The proposal would see the development of a common system for calculating the tax base for firms operating across the EU, offering them a ‘one-stop shop' for filing returns and simplifying what counts as profits and losses rather than having to deal with up to 27 different tax regimes.

The system, termed a common consolidated corporate tax base, or CCCTB, would save companies €700 million a year in reducing the costs of complying with tax regimes and as much as €1.3 billion by being able to consolidate profits and losses.

Small and medium-sized businesses looking to expand across borders meanwhile, the commission estimates, would win an extra €1 billion in savings.

Firms "are faced with an extremely complex system for determining how intra-group transactions should be taxed (transfer pricing), and cannot offset their losses in one member state against profits in another," the commission said in a statement.

"The result is that larger businesses are faced with huge costs and complexities, while smaller businesses are often completely deterred from expanding within the EU."

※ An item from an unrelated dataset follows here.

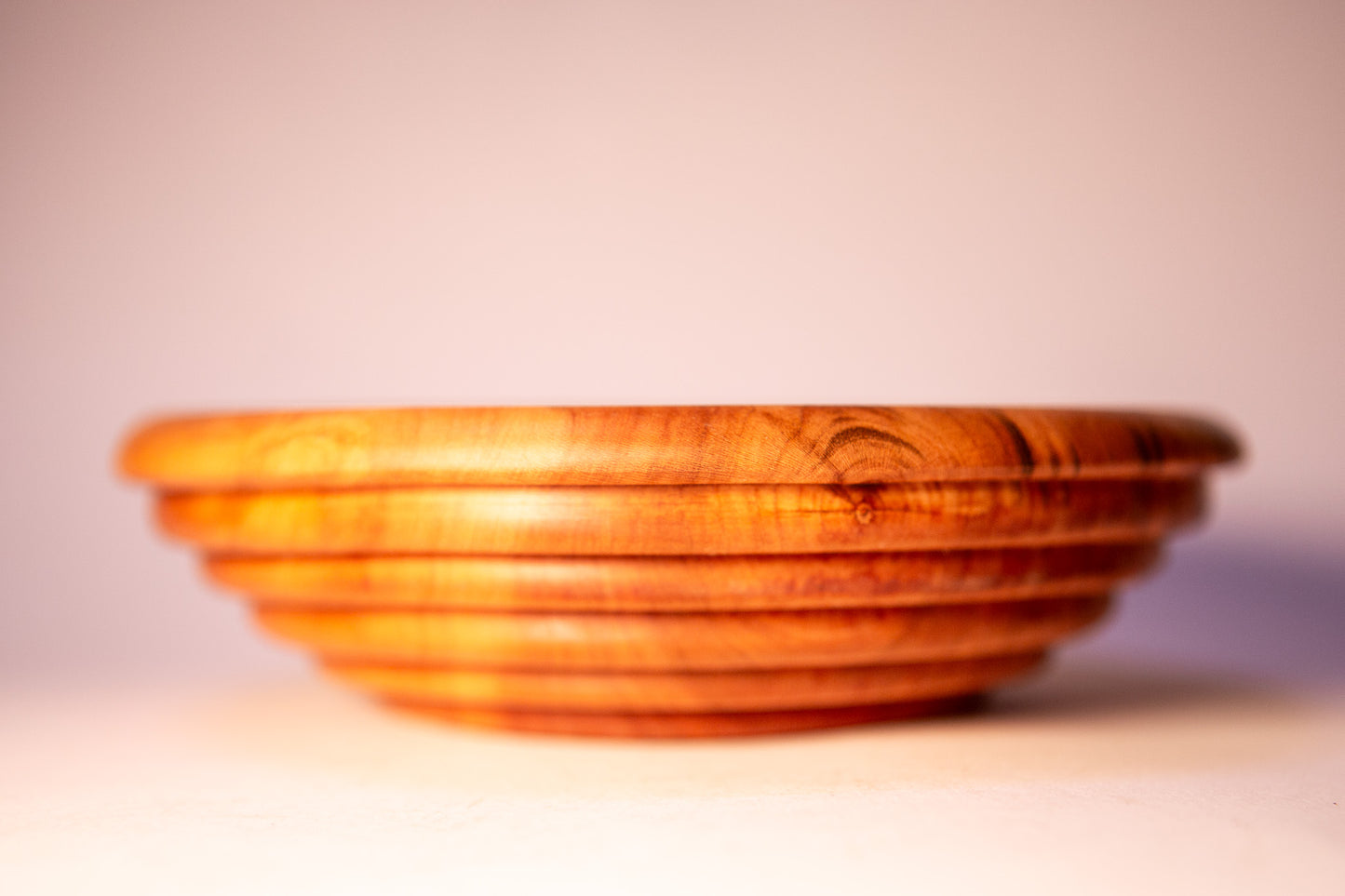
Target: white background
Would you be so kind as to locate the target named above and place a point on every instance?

Under the CCCTB, companies would file a single, consolidated tax return with one administration for their entire activity within the EU. On the basis of this, the operation's tax base would then be shared out amongst the member states in which it is active, based on a specific formula.

Taxation commissioner Algirdas Semeta said it will "make it easier, cheaper and more convenient to do business in the EU ... Today's proposal is good for business and good for the EU's global competitiveness."

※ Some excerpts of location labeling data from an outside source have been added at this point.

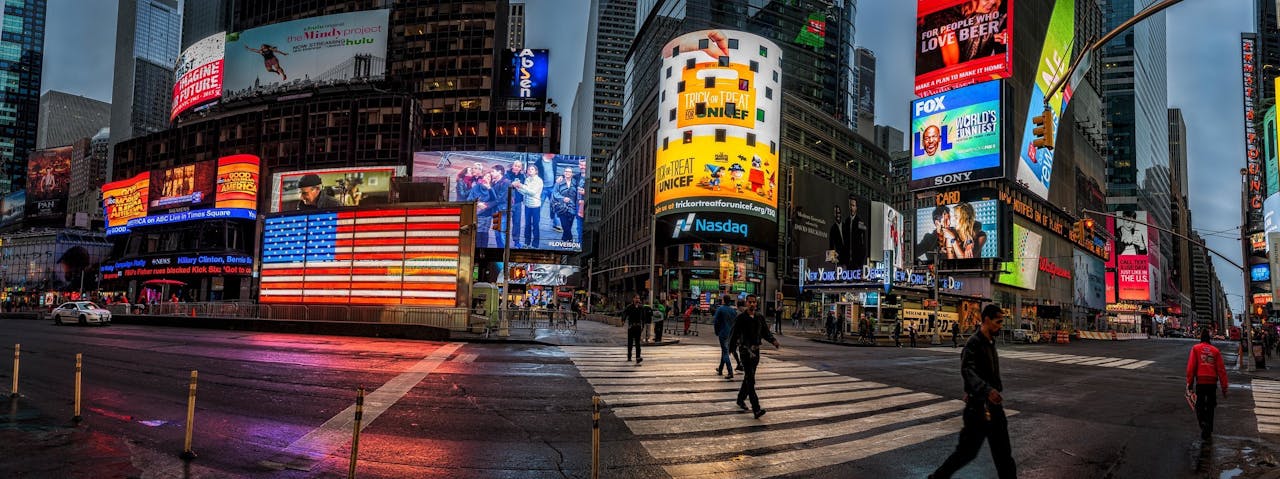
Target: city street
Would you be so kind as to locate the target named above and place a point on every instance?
(279, 405)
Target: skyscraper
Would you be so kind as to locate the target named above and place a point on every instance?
(147, 35)
(22, 49)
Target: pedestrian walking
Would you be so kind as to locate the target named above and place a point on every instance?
(1205, 373)
(634, 316)
(750, 329)
(723, 325)
(984, 411)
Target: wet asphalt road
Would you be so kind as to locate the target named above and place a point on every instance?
(449, 410)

However, Dublin remains steadfastly opposed to the plan, with new premier Enda Kenny last week describing the move as "tax harmonisation through the back door."

But Ireland is not alone in its stance. The Czechs, Slovaks and British also do not a agree with the move.

In February, an Ernst & Young study, commissioned by the Irish government, found that as there are costs involved in any shift to a new tax regime, before any savings could be realised, there would be high initial compliance costs in changing company models.